I've actually had these shelves up for a couple years, but it was just recently that I finally took the time to attach the speakers. Pipe shelves seem to be all the rage and I have to say they look pretty classy, hipster, and rustic without breaking the bank. If you happen to use mason jars for drinking glasses and own a few chickens, or live in an industrial, exposed brink loft, these will fit right in!

I made these with the idea that they would be an addition to our "entertainment system", if you can call it that. We mostly watch Netflix and other streaming stuff on our Apple TV. I'm a bit of an audiophile though and I always have to have good sound, especially for music. To that end I bought a pair of Alesis Monitor One Mk II speakers when we moved into the new house. To maximize useable space, rather than have them sit on the table I designed the shelves to hold the speakers. The screen sits on top of the stereo receiver on the table below. Being a lazy git, it took me way too long to get around to actually mounting the speakers.

The shelves are made from 3/4" iron pipe and they are extremely easy to make. The shelves themselves are drilled so that the main pipe supports go through them in the front and the wood rests on a T fitting. The t-fitting extends to the back of the shelf with a short length of pipe and a 90-degree fitting supports the rear of the shelf. Each support section is screwed to the wall with base plates at top and bottom.

The speakers are held by separate base plate fittings added to the bottom. Screwing into the side of the speakers kindof made me cringe, I hate to put holes in such nice speakers, but the result was absolutely worth it. They look classy and actually sound better this way as well.

Sitting on the table they sounded pretty stunning, but suspended on the shelves they now sound noticeably better. Because the table is just about the same height as your head when sitting on the couch I think it was reflecting a lot of sound upward, either creating cancelation or just reflecting it upwards and cutting out some of the sound spectrum. Now that they are suspended they sound more full, even and crisp. I was actually amazed at the difference in sound quality.

The shelves are easy to build. I spend some time drawing out what I wanted based on the wall space I had available. The biggest hangup is to make sure you measure twice and drill once on the shelves. I screwed up the hole location on one board and had to throw it out. Make your holes a 1/4"-1/2" bigger than the pipe so that there's some slack, especially if your house is as crooked as ours, otherwise things will get hard to fit together. Attach the bottom base plates and build the shelves upward and finally screw in the top baseplates. Having a spirit level handy (I used the one on my iPhone) is essential. If they pipes are at all crooked it's very obvious!

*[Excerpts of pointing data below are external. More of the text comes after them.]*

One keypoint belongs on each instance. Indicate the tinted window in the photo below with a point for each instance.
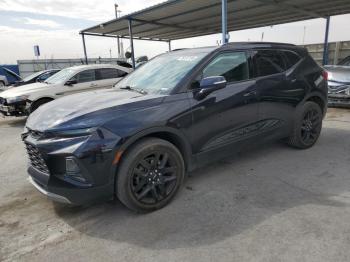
(292, 58)
(345, 62)
(125, 64)
(107, 73)
(268, 62)
(85, 76)
(233, 66)
(43, 77)
(121, 73)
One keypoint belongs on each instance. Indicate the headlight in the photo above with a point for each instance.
(16, 99)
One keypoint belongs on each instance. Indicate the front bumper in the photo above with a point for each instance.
(94, 156)
(336, 100)
(50, 195)
(14, 110)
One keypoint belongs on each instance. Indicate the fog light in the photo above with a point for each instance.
(73, 170)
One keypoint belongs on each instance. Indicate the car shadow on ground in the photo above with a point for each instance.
(224, 199)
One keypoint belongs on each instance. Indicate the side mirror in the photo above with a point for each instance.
(70, 82)
(209, 85)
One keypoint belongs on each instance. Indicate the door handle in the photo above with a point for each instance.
(251, 93)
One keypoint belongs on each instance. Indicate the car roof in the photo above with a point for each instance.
(96, 66)
(241, 46)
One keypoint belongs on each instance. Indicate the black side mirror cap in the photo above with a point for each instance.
(70, 82)
(209, 85)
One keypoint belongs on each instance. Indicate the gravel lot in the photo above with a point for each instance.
(269, 204)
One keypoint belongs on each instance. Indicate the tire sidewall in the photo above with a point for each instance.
(124, 176)
(300, 116)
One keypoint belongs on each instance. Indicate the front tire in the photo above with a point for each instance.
(150, 175)
(307, 126)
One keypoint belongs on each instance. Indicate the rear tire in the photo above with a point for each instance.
(307, 126)
(39, 103)
(150, 175)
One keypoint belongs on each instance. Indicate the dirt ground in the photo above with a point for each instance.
(269, 204)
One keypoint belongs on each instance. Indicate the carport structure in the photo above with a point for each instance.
(179, 19)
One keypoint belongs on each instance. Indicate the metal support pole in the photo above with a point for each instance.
(132, 44)
(84, 46)
(224, 22)
(118, 41)
(325, 47)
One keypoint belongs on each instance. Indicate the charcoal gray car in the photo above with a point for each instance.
(339, 84)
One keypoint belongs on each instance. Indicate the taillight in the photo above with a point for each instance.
(325, 75)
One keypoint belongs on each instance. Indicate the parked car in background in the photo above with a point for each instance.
(339, 84)
(40, 76)
(177, 112)
(23, 100)
(3, 82)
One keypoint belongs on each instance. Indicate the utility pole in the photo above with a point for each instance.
(116, 16)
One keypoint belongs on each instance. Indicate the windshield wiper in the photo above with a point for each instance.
(142, 92)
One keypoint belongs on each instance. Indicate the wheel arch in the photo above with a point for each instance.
(319, 99)
(169, 134)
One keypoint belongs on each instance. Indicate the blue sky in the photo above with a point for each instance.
(54, 25)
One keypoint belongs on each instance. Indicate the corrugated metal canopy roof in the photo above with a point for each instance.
(178, 19)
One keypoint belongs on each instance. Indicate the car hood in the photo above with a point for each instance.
(90, 109)
(11, 73)
(338, 73)
(23, 90)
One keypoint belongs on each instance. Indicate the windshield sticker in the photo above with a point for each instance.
(187, 58)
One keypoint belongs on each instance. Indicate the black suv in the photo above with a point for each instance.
(176, 112)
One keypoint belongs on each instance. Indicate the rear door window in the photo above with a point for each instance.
(268, 62)
(291, 58)
(106, 73)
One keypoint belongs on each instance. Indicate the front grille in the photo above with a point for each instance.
(35, 134)
(36, 159)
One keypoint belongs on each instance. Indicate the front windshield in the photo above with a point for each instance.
(161, 74)
(30, 77)
(60, 77)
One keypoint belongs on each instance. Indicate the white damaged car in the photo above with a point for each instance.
(23, 100)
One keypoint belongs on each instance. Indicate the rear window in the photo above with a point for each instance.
(85, 76)
(268, 62)
(109, 73)
(291, 58)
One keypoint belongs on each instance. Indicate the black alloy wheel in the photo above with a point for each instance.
(154, 178)
(310, 127)
(150, 174)
(307, 127)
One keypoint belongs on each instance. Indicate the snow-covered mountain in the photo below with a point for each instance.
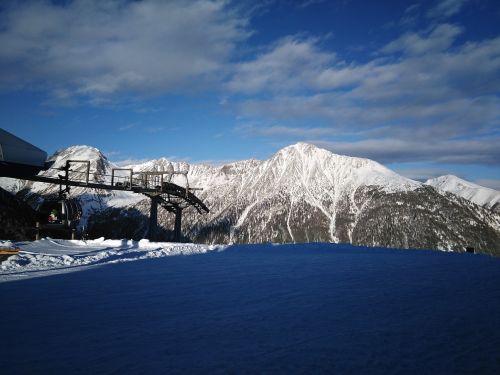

I used raw iron pipe because I liked the look and it was way cheaper than galvanized. If you do the same, make sure to wash each pipe really well. It comes covered in oil that will get all over everything it touches. You have to scrub the pipes with a plastic brush and plenty of detergent to get it off. Let it air dry or dry it with a cloth. Don't let it sit around wet or you'll end up with rust…which might make a nice patina depending on what you're going for.

It wasn't particularly cheap, even though it seems like it should be. I spent about $100 on the pipe, the boards, stain and varnish would have been more but I already had them from some other shelves I got rid of. So, unless you can find a source of used or reclaimed pipe it can get kinda pricey. It won't beat Ikea but it's probably less than shelves at a furniture store, and better looking.

If you mount speakers pay attention to how close they are to the wall. If they are rear ported you can create really strange harmonics and/or muffle your speakers if those ports can't move enough air. If they are front ported or closed you can mount them right against the wall. My speakers have rear ports. I was a bit worried about mounting them so close to the wall but with about one and one-half inches of space they don't show any strange harmonics or other port noise even at pretty loud volumes. We never use them too loud anyway, so they probably aren't moving enough air for it to be an issue.

I've been incredibly impressed by these speakers so far, especially for acoustic music. They reproduce sounds that I've only been able to hear in high-end headphones. For instance, the Wailin' Jennies "Firecracker" is one of the best produced albums I've ever heard and on these speakers the instruments and voice mixing is so much fun to listen to, especially the mandolin, that I could listen for hours. You can clearly hear the placement of each instrument and voice in stereo-space and incredible nuances of the sound of each instrument jump out at you.

The MkII speakers are marketed to audio engineers as studio monitors, not to the home audio market. They have been extremely well reviewed by audio engineers and many people think that they perform well above their $200 price tag, hanging with the big dogs in terms of flat frequency response and crisp reproduction of sound. Depending on what you want in speakers this is either great or terrible for home audio. Some people prefer softer edges on their sound and super flat frequency response sounds too crisp and snappy to be enjoyable. But, companies like Klipsch have been making lots of money on extremely crisp sounding speakers for a long time, so depending on your tastes this isn't all bad.

I love them, but for people who tend to get fatigued by that level of crisp detail they might not be the best choice. Still, to my ear, they don't sound as unapproachable and harsh as some of the really crisp sounding Kliptch speakers and they are much more musical than a lot of hardcore studio monitors. For $200, or a lot less used, I doubt you could find better speakers even at double the price. Suspending them with a shelving system like this also really lets them shine.